As published on Forbes.com
I have the honor of working with many CEOs and managing partners to grow their business. As someone who successfully sold his companies years ago, I often get asked “What should we be doing to make our firm a good acquisition target?” Ironically, what you might think would be important, might not be the same things that the acquiring company would see as important. Keep reading if you want insight into how to attract a merger, or acquisition.
The Big Mistakes
When I ask CEOs what they think they need to do in order to be an attractive acquisition target, they often tell me that they just need to hit $X in revenue or a specific level of profit. Though revenue and profit are certainly valuable measurements, I had similarly focused on those measurements when I first tried to sell my prior companies. It wasn’t until we shifted our focus that we attracted the company that ultimately acquired us.
All Revenue Is Not Equal
Which company is more valuable: 1) A company with $20 million in revenue; or 2) A company with $12 million in revenue? Let’s assume they both make the same profit. The fact is that you don’t have enough information to determine the valuation.

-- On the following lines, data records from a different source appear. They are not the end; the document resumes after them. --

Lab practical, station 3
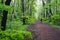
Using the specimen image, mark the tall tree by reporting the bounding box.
[1,0,11,31]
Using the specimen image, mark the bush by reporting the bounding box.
[0,30,32,40]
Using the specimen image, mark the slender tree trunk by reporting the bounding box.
[1,0,11,31]
[21,0,26,25]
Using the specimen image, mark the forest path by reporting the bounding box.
[26,21,60,40]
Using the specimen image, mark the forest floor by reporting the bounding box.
[26,21,60,40]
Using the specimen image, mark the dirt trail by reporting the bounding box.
[26,21,60,40]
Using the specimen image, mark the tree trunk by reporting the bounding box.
[1,0,11,31]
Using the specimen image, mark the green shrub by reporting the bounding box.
[0,30,32,40]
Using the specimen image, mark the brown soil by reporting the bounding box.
[26,21,60,40]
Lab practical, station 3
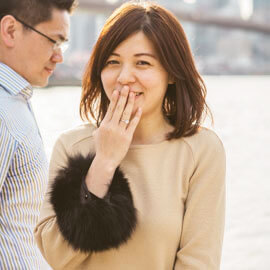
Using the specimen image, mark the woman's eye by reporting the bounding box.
[137,61,150,66]
[106,60,119,65]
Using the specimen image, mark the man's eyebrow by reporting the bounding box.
[111,53,157,59]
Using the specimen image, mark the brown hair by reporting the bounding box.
[0,0,78,26]
[80,2,211,139]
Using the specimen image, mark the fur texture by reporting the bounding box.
[50,155,137,252]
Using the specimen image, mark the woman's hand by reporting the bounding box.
[86,86,142,197]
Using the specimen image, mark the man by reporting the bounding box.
[0,0,76,270]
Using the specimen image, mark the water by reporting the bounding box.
[33,76,270,270]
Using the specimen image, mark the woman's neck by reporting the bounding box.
[132,116,174,145]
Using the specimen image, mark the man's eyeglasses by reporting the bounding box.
[13,15,69,53]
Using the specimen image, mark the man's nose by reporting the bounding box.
[117,66,135,85]
[52,49,63,63]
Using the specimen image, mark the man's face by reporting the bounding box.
[15,9,70,86]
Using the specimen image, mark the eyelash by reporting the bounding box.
[106,60,150,66]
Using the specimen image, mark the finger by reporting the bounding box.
[103,90,119,122]
[120,92,135,127]
[112,86,129,124]
[127,107,142,136]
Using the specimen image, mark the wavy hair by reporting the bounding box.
[80,2,212,139]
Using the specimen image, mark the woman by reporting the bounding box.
[35,3,225,270]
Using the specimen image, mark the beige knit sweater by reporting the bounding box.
[35,124,225,270]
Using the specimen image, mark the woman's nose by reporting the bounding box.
[117,66,135,84]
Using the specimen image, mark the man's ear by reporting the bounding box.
[0,15,18,48]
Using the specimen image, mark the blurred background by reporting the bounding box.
[33,0,270,270]
[51,0,270,85]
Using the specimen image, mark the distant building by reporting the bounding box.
[51,0,270,84]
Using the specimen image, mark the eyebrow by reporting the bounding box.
[56,34,68,42]
[111,53,157,59]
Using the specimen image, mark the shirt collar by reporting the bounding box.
[0,62,33,100]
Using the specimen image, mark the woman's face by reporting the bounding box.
[101,32,169,117]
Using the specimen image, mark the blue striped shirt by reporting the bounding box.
[0,63,48,270]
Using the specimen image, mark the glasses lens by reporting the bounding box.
[59,42,69,53]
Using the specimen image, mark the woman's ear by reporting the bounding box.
[168,75,175,84]
[0,15,18,48]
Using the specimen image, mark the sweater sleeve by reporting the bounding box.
[174,132,225,270]
[35,134,137,269]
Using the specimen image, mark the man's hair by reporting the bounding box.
[80,2,212,139]
[0,0,77,26]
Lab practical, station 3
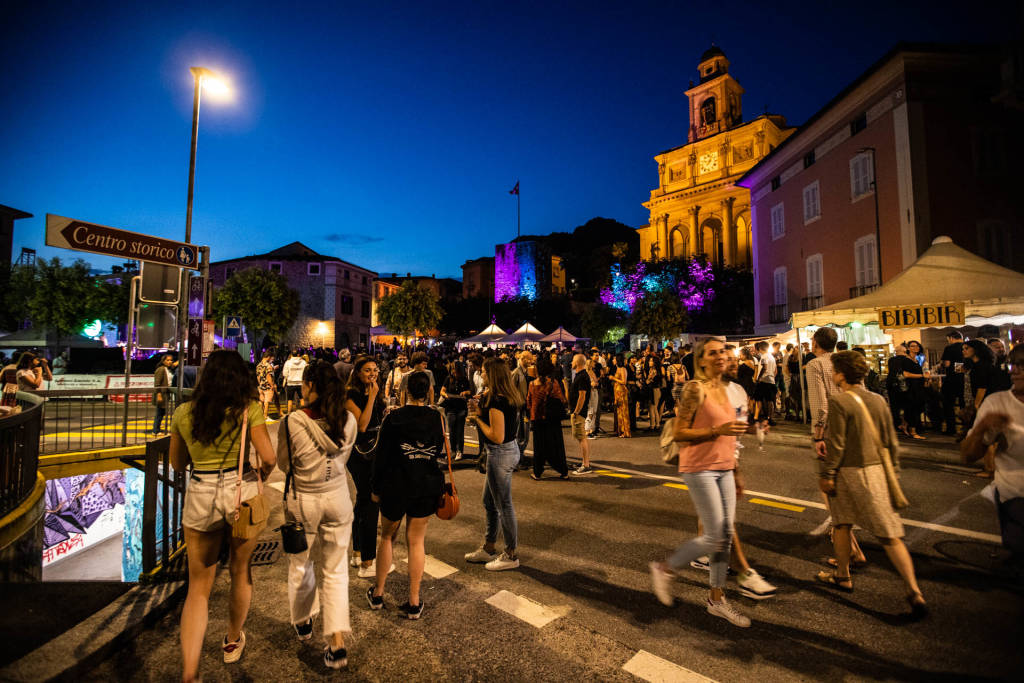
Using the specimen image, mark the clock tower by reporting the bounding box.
[686,45,743,142]
[638,45,794,267]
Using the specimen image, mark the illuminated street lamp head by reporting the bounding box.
[188,67,231,99]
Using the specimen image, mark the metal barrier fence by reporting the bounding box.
[0,391,43,517]
[28,387,183,455]
[121,436,187,583]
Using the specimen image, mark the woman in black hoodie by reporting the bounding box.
[367,372,444,620]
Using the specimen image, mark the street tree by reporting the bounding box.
[377,280,443,341]
[630,288,689,343]
[213,267,299,341]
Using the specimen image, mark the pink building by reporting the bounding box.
[737,44,1024,334]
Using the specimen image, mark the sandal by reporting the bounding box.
[825,557,867,571]
[814,571,853,593]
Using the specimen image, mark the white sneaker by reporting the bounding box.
[647,562,675,607]
[466,546,498,564]
[221,631,246,664]
[708,596,751,629]
[736,569,775,600]
[483,553,519,571]
[358,560,394,579]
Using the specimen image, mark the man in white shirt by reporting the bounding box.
[281,348,307,413]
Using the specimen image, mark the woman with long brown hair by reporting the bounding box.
[170,350,278,681]
[466,358,525,571]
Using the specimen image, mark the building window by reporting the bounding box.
[807,254,821,297]
[804,180,821,225]
[771,202,785,240]
[772,265,790,306]
[850,112,867,135]
[850,156,874,200]
[853,234,879,287]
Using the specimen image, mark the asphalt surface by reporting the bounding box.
[86,413,1024,681]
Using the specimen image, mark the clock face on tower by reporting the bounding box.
[697,152,718,174]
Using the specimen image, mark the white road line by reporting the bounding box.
[623,650,716,683]
[423,555,459,579]
[484,591,561,629]
[591,460,1002,544]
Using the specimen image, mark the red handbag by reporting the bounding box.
[437,414,459,519]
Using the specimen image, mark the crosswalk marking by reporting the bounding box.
[423,555,459,579]
[623,650,716,683]
[484,591,561,629]
[750,498,807,512]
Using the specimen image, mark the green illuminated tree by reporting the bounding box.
[213,268,299,341]
[377,280,443,338]
[630,288,689,343]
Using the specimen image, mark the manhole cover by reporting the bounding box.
[249,541,281,565]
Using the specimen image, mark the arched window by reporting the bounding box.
[700,97,717,126]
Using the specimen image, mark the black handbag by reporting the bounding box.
[279,418,309,555]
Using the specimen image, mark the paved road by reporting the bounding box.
[89,413,1024,681]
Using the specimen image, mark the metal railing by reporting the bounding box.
[768,303,790,323]
[29,387,182,455]
[800,294,825,310]
[850,285,879,299]
[0,391,43,517]
[121,436,186,583]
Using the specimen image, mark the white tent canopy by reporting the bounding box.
[498,323,544,344]
[540,325,579,344]
[790,237,1024,329]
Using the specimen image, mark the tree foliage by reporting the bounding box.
[213,267,299,341]
[630,289,689,342]
[377,281,442,337]
[581,304,626,343]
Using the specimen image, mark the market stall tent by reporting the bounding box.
[790,237,1024,330]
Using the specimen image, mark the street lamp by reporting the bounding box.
[185,67,230,243]
[859,147,882,287]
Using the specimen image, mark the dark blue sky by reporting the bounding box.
[0,0,1019,278]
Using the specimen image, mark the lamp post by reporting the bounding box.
[860,147,882,287]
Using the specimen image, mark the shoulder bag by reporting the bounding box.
[847,390,910,510]
[437,413,459,519]
[231,405,270,541]
[278,415,309,555]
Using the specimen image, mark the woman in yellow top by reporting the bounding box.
[170,350,278,682]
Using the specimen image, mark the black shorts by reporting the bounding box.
[380,494,440,521]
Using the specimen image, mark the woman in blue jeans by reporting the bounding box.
[466,358,524,571]
[650,339,751,628]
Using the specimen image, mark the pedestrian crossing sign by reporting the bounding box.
[224,315,242,337]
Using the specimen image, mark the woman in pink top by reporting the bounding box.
[650,339,751,628]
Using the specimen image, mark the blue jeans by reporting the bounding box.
[483,440,519,555]
[669,470,736,588]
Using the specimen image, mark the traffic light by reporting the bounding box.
[138,261,181,304]
[135,303,177,348]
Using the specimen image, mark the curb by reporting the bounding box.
[0,581,186,683]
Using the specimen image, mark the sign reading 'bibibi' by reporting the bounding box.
[879,301,967,330]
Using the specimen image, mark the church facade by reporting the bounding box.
[638,46,794,267]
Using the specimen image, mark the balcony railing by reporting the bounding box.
[768,303,790,323]
[850,284,879,299]
[800,294,825,310]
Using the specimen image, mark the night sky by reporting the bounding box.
[0,1,1019,278]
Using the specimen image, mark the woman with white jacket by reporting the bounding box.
[278,360,357,669]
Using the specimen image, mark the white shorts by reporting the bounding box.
[181,470,259,531]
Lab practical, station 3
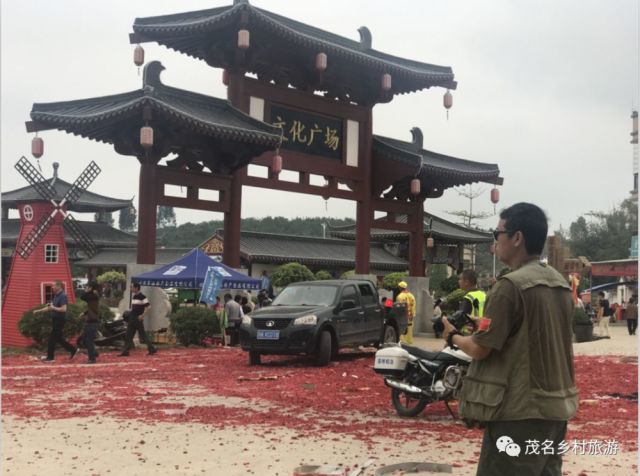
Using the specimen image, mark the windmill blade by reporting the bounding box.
[62,214,98,258]
[14,156,56,200]
[60,160,102,207]
[16,212,55,259]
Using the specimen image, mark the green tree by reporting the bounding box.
[118,205,138,231]
[271,263,315,288]
[156,205,176,228]
[569,199,638,261]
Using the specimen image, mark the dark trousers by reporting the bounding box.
[123,316,155,353]
[80,322,98,361]
[47,317,76,359]
[476,419,567,476]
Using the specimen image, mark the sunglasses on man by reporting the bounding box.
[493,230,511,241]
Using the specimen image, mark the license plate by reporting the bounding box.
[257,329,280,340]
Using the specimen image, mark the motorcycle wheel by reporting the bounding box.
[391,388,429,416]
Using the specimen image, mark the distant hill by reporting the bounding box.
[157,217,355,248]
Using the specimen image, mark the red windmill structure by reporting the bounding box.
[2,157,100,346]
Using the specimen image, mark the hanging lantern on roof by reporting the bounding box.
[31,136,44,159]
[271,154,282,175]
[133,45,144,66]
[411,178,420,195]
[316,53,327,71]
[491,187,500,205]
[238,30,251,50]
[140,126,153,149]
[381,73,391,91]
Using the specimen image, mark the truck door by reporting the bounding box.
[358,283,384,342]
[335,284,366,345]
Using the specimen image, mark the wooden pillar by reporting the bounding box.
[137,158,158,264]
[356,108,373,274]
[409,200,424,277]
[222,71,249,268]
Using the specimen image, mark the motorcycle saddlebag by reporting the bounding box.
[373,347,409,377]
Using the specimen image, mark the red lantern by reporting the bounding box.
[442,89,453,110]
[382,73,391,91]
[133,45,144,66]
[491,187,500,205]
[31,137,44,159]
[238,30,251,50]
[140,126,153,149]
[316,53,327,71]
[411,179,420,195]
[271,154,282,175]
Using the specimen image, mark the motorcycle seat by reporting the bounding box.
[402,344,442,360]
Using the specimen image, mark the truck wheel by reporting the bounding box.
[382,324,398,344]
[249,350,260,365]
[391,388,429,416]
[316,331,331,367]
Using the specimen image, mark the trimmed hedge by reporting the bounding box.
[169,306,220,346]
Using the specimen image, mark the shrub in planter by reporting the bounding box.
[18,301,114,345]
[169,306,220,346]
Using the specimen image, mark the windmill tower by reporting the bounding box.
[2,157,100,347]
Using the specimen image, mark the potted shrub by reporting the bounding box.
[573,307,593,342]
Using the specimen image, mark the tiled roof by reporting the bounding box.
[76,248,191,267]
[234,231,407,270]
[130,1,456,99]
[373,135,502,198]
[329,212,493,244]
[1,178,131,213]
[28,61,280,150]
[2,218,137,247]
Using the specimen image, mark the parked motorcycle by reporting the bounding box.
[374,311,471,417]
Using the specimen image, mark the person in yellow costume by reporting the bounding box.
[396,281,416,345]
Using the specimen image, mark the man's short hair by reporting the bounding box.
[460,269,478,286]
[500,202,549,255]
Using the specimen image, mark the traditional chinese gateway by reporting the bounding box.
[27,0,502,276]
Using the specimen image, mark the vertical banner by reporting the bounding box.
[200,266,222,304]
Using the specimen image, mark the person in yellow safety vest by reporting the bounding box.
[396,281,416,345]
[458,269,487,335]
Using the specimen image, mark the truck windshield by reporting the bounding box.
[272,285,338,306]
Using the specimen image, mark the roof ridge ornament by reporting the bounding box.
[142,61,166,92]
[49,162,60,187]
[411,126,424,152]
[358,26,371,51]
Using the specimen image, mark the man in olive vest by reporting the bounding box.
[458,269,487,335]
[443,203,578,476]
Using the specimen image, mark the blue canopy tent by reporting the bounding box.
[132,248,261,291]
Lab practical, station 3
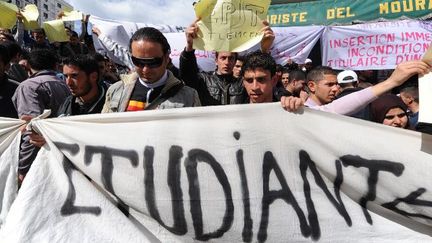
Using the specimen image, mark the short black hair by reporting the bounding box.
[236,55,246,63]
[28,49,58,71]
[129,27,171,55]
[63,55,99,75]
[71,30,78,38]
[288,70,306,83]
[240,51,276,77]
[307,66,337,83]
[2,41,22,59]
[215,51,238,59]
[93,52,107,62]
[0,43,11,65]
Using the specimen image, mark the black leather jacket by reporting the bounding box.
[180,51,247,106]
[57,86,106,117]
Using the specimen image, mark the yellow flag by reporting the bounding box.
[21,4,39,30]
[42,19,69,43]
[194,0,270,52]
[0,2,18,29]
[62,10,83,21]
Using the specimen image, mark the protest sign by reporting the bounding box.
[21,4,39,30]
[419,45,432,123]
[193,0,270,52]
[0,104,432,242]
[89,16,318,71]
[61,10,83,21]
[0,1,18,29]
[322,20,432,70]
[42,19,69,43]
[267,0,432,27]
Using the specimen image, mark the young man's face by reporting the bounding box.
[400,92,414,106]
[308,74,339,105]
[63,65,97,97]
[216,51,236,75]
[0,58,7,78]
[131,40,169,83]
[233,60,243,78]
[33,32,45,44]
[293,80,306,93]
[243,68,276,103]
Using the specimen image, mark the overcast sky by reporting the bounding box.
[66,0,196,26]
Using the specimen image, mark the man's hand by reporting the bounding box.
[281,96,304,112]
[372,61,431,96]
[186,18,201,51]
[261,20,275,53]
[17,11,24,22]
[92,26,102,36]
[56,10,65,19]
[388,61,431,86]
[29,131,46,148]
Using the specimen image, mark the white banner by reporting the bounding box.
[89,16,324,71]
[271,26,324,65]
[0,104,432,242]
[0,117,23,228]
[322,20,432,70]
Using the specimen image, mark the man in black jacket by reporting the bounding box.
[180,21,275,106]
[30,55,106,169]
[0,44,19,118]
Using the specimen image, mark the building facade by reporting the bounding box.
[7,0,73,25]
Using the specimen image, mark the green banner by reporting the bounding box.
[267,0,432,27]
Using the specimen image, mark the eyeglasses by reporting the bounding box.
[384,112,406,120]
[131,56,163,68]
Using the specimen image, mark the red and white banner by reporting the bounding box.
[321,20,432,70]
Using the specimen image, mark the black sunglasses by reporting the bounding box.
[384,112,406,120]
[131,56,163,68]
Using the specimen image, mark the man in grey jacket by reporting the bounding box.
[12,50,70,180]
[102,27,201,113]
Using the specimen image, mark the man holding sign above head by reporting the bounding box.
[180,1,275,106]
[241,51,431,118]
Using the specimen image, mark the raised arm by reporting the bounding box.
[92,26,135,70]
[281,61,431,115]
[179,18,202,90]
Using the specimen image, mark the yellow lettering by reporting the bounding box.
[347,7,355,18]
[270,14,277,24]
[336,8,345,19]
[327,9,336,19]
[300,12,307,22]
[416,0,426,10]
[282,14,289,24]
[380,3,389,14]
[390,2,400,13]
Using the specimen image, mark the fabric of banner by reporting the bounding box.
[321,20,432,70]
[267,0,432,27]
[0,104,432,242]
[0,117,23,228]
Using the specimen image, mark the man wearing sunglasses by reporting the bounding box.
[180,19,275,106]
[102,27,201,113]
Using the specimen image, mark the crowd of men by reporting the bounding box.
[0,15,431,180]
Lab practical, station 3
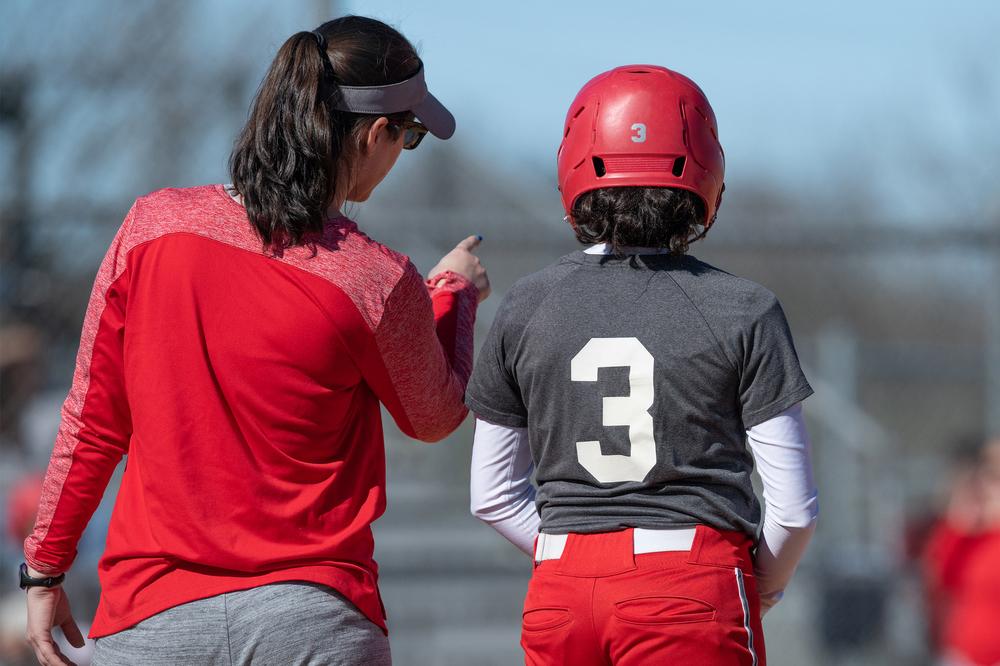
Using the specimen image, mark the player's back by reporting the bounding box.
[467,252,810,534]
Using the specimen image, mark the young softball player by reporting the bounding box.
[21,16,489,665]
[466,65,817,666]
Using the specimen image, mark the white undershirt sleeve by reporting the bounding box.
[469,419,540,557]
[470,405,819,612]
[747,404,819,614]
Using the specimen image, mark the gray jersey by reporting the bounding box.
[466,252,812,534]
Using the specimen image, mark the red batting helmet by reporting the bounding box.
[556,65,726,227]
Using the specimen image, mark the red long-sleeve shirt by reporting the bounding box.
[25,185,478,637]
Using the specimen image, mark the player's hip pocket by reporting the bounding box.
[614,595,716,624]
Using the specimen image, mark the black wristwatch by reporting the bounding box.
[21,562,66,590]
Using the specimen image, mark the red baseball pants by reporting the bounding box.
[521,525,766,666]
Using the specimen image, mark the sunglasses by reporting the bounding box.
[392,120,429,150]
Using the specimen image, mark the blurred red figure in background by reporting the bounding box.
[924,437,1000,666]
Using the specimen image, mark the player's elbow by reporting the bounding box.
[767,494,819,532]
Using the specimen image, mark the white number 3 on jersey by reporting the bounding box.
[570,338,656,483]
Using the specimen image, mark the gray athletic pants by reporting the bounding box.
[93,583,391,666]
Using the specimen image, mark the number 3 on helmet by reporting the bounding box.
[556,65,726,227]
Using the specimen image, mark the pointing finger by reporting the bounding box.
[59,617,84,648]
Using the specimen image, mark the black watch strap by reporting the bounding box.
[21,562,66,590]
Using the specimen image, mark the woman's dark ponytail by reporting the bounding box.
[229,16,420,250]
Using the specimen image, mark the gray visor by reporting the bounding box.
[336,67,455,139]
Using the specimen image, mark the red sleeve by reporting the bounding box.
[368,264,479,442]
[24,206,136,573]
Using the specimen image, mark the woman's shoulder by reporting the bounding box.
[129,185,252,249]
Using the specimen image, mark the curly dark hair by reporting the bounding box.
[571,187,707,254]
[229,16,421,251]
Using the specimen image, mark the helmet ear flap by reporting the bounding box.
[705,183,726,226]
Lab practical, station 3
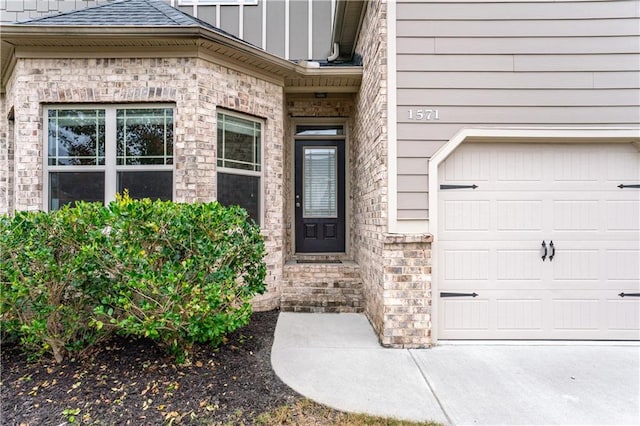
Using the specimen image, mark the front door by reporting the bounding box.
[294,140,346,253]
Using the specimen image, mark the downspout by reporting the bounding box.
[327,43,340,62]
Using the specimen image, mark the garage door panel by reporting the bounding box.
[607,299,640,331]
[551,295,602,330]
[603,145,640,183]
[606,249,640,286]
[553,200,602,231]
[605,200,640,232]
[549,146,603,185]
[441,288,640,340]
[496,248,544,286]
[495,299,543,331]
[552,249,601,282]
[442,249,489,281]
[434,143,640,340]
[493,147,545,182]
[443,200,491,231]
[443,299,489,331]
[442,149,491,182]
[494,200,543,232]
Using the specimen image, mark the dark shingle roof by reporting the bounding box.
[17,0,224,31]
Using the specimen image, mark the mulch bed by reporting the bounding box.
[0,311,300,426]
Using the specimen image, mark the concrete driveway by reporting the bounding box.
[271,313,640,425]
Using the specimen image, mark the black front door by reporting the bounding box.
[294,140,345,253]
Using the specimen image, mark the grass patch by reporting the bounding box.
[255,399,442,426]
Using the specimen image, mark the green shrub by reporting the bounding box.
[0,195,266,362]
[0,203,107,362]
[94,196,266,358]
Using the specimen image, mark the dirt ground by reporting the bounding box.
[0,311,301,426]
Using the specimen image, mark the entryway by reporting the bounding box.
[294,139,346,253]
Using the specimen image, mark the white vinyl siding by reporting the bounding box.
[396,0,640,219]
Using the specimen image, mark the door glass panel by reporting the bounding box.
[303,147,338,218]
[296,125,344,136]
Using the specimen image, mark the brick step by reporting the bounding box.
[280,260,363,312]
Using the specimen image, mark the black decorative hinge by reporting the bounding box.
[440,293,478,297]
[440,185,478,189]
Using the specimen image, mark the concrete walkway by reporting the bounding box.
[271,313,640,425]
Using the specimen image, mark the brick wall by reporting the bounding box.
[0,94,13,215]
[350,0,431,348]
[0,58,284,309]
[349,0,388,340]
[380,234,432,348]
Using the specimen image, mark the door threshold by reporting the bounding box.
[436,340,640,346]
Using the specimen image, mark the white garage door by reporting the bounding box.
[434,143,640,340]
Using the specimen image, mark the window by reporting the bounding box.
[45,106,173,210]
[217,113,262,224]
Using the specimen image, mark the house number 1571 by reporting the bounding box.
[408,109,440,121]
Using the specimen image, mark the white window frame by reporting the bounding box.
[215,108,265,228]
[42,103,176,211]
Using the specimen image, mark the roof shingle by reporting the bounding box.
[17,0,232,36]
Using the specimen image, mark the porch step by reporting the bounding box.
[280,258,363,312]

What if the first company earns their revenue by doing one-off projects, and the second company (with less revenue) earns its revenue with monthly recurring revenue as a subscription? At that point, if the renewal rate of the subscription is high (for example, over 85%), then the smaller company could be more valuable than the larger one. Why would that be the case?
Acquirers evaluate risk of the existing revenue stream, and the potential for growth. Monthly recurring revenue with a high renewal rate helps the acquirer feel confident in future revenue. High renewal rates also indicate that you deliver value to your clients since customers keep reaffirming your value by renewing.
Companies Buy Engines, Not Heroes
In my prior company, I was proud to be part of every major sale we made as a company. For an acquiring company, however, my involvement was a red flag. Our ability to grow/expand was limited (specifically, by me, the CEO). I needed to build a repeatable process that anyone could run.
If you build an engine to grow revenue, then an acquirer will see that they can just add more fuel to the engine to accelerate growth. Build systems and processes for how you grow your business. Systems drive value since they are not dependent on one individual.
What Problem Do You Solve
It’s easy to group your customers by demographics like industry, size, or geography. But, what really matters is why those customers are working with you. What problem are you solving for the market? What can’t your customers accomplish without your assistance? These might seem like simple questions, but don’t just skim over the answer.
In my prior companies, our solutions solved the similar challenges across industries. Our research shows that when approving a purchase of a product or service, executives first ask, “What problem does this solve, or why do we need it?” If you clearly articulate the problem you solve for your clients, then an acquirer can quickly evaluate if their customers could benefit from your offering. If you can show that you solve that problem across industries, then the acquirer can see how to scale the business. They might have clients facing the same problems in another sector.
How To Allocate Revenue
If you make the mistake of overlooking the problem you solve, you might mistakenly allocate revenue by industry. We’ll use a law firm as an example.
Let’s say you have several practice areas: life sciences, construction, healthcare, technology, and infrastructure. Your clients come to you because you address a variety of matters for them. In each project, however, allocate revenue based on the problem you solve.
For example, if an investment fund is financing a new highway in a developing country, should you allocate the revenue to finance or infrastructure? Your client needs to solve an infrastructure and coordination issue with that country. Simply having the finance background would not qualify you for the business. The common mistake in revenue allocation and reporting is to focus on your view of the world rather than your client’s perspective of the problem you solve.
The Real Goal
If you want to attract a potential acquisition or merger, remember to
- Recurring revenue is worth much more than one-time revenue
- Focus on the problems you solve
- Build a growth engine that goes beyond one individual
- Allocate revenue based on the problems you solve
If you can accomplish these tasks, you’ll be well on your way to attracting potential acquirers. You’ll also be building a business that is valuable to any shareholder… even you for as long as you own the business.